Climate change presents an unparalleled crisis. It is difficult to overstate the magnitude of the problem—and likewise, the opportunity—it presents. Still, the more daunting challenge is to come to grips with a simple truth: we can never do merely one thing. And it is the things that we unintentionally do that now come back to haunt us with a vengeance.
In this light, to confront climate change, or any other environmental issue, as a problem to be bested by human ingenuity is to commit a fateful error.
I don’t want to be misunderstood here. We need to combat climate change—as well as pollution, species extinction, resource depletion, and overpopulation—with greater urgency. And technology can and should be a powerful ally. But the only sustainable means of addressing such dire concerns, for net-dwellers like us, is through a fundamental transformation of what it means to solve problems.
Today we find ourselves grappling with the unintended consequences of actions that were once proffered as answers. That is to say, most of our current problems are the legacy of former solutions. Typically, they were solutions to some specific problem that was itself the unintended consequence of an earlier solution. As the myth of Midas testifies, the human race has been playing at this game for thousands of years. The legendary King Midas had his wish granted that everything he touched be transformed into gold. But gaining unsurpassed riches had the unintended consequence of threatening his life, as every morsel of food touching his lips became petrified into indigestible metal.
Ironically, the story of Midas has itself received the Midas touch. It was meant as a forewarning of the unintended consequences of self-serving and shortsighted choices. But today when we attribute the Midas touch to an individual—typically in business affairs—we mean that this person has a knack for transforming opportunities into enduring economic success. Effectively, we have gilded the myth of Midas, conveniently ignoring its profound and disturbing moral.
Readers should not assume that Indra’s Net and the Midas Touch is an unhopeful book. The Midas myth urges caution and prudence, to be sure. But the myth of Indra’s net suggests why our interdependencies are full of promise.
Indra is the king of the Vedic deities. Over his palace, it was said, hangs a net that stretches in all directions to infinity.

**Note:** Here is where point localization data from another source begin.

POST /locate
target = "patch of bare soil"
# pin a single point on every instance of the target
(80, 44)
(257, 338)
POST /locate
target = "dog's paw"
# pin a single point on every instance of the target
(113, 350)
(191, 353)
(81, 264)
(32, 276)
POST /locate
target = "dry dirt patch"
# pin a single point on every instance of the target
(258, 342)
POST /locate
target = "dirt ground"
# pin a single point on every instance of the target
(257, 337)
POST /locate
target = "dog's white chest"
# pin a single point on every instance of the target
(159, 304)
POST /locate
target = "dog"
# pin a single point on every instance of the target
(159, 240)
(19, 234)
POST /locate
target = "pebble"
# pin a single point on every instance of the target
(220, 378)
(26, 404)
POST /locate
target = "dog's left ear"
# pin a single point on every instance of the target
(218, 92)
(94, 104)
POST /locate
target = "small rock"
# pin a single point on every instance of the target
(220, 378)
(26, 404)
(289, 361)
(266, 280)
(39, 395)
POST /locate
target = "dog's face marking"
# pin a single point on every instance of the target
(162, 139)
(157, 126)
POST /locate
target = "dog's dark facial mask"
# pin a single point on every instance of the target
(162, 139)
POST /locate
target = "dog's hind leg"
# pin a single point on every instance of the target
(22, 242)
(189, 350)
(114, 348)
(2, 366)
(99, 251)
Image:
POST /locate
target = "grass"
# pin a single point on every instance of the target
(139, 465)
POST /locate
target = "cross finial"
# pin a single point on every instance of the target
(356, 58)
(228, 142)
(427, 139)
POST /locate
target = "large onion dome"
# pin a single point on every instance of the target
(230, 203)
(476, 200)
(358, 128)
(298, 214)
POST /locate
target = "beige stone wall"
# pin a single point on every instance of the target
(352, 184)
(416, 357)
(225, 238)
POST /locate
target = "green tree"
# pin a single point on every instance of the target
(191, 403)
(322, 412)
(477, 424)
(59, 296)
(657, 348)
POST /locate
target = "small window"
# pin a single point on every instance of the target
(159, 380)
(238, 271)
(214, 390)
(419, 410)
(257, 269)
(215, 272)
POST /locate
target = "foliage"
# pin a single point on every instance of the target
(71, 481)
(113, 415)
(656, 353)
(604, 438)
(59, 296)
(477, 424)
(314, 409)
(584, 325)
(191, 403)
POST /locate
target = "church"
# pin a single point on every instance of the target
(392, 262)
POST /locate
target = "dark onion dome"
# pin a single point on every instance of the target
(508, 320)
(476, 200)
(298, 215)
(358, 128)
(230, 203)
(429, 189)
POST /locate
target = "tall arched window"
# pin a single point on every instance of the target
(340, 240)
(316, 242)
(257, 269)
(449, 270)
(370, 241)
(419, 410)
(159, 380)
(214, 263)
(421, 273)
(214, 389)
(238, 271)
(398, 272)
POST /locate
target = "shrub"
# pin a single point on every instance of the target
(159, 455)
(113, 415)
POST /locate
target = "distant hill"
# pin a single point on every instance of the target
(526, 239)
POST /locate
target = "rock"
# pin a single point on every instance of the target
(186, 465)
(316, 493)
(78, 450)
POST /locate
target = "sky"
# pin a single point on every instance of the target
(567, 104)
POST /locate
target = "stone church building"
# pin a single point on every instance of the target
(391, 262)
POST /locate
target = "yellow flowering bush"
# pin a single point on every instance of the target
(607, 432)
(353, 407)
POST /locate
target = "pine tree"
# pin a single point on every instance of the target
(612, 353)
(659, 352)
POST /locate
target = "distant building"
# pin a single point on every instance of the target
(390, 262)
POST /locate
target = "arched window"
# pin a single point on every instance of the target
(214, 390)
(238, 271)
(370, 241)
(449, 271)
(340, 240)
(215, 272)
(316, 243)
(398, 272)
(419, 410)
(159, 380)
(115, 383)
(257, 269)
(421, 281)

At each node of the net, where the gossamer strands intersect, hangs a beautiful jewel. And each facet of every jewel provides a reflection of all the other jewels. The ancient sages insisted that the jewels hanging from Indra’s net are not enduring substances. They do not have an essential nature. Rather, each jewel is the manifestation of relationships of interdependence. Each jewel exists only as the cavalcade of reflections to which it contributes.
All the strands of Indra’s net are connected. Sever one, and the whole is weakened. This is the upshot of interdependence. But the jewels on Indra’s net also mirror each other. They are, in the end, nothing but the aggregation of such reflections. Relationship, not an individual essence, is their core reality. My book is meant to illustrate how a growing awareness of our interdependence, understood as the core of our being, is the only viable means of sustaining ourselves and our world. I develop the notion of ecosophic awareness to denote a mindful attention to relations of interdependence and a hopeful investment in them.
Ecosophic awareness in a connected, changing world fosters adaptation. Sustainability, in the end, is not about the human race becoming the curator of a planetary museum. It is about our learning how to manage the rate and scale of change within economic, social, and ecological systems so as to maintain their core values and relationships. To be advocates of sustainability, we have to become midwives of the future.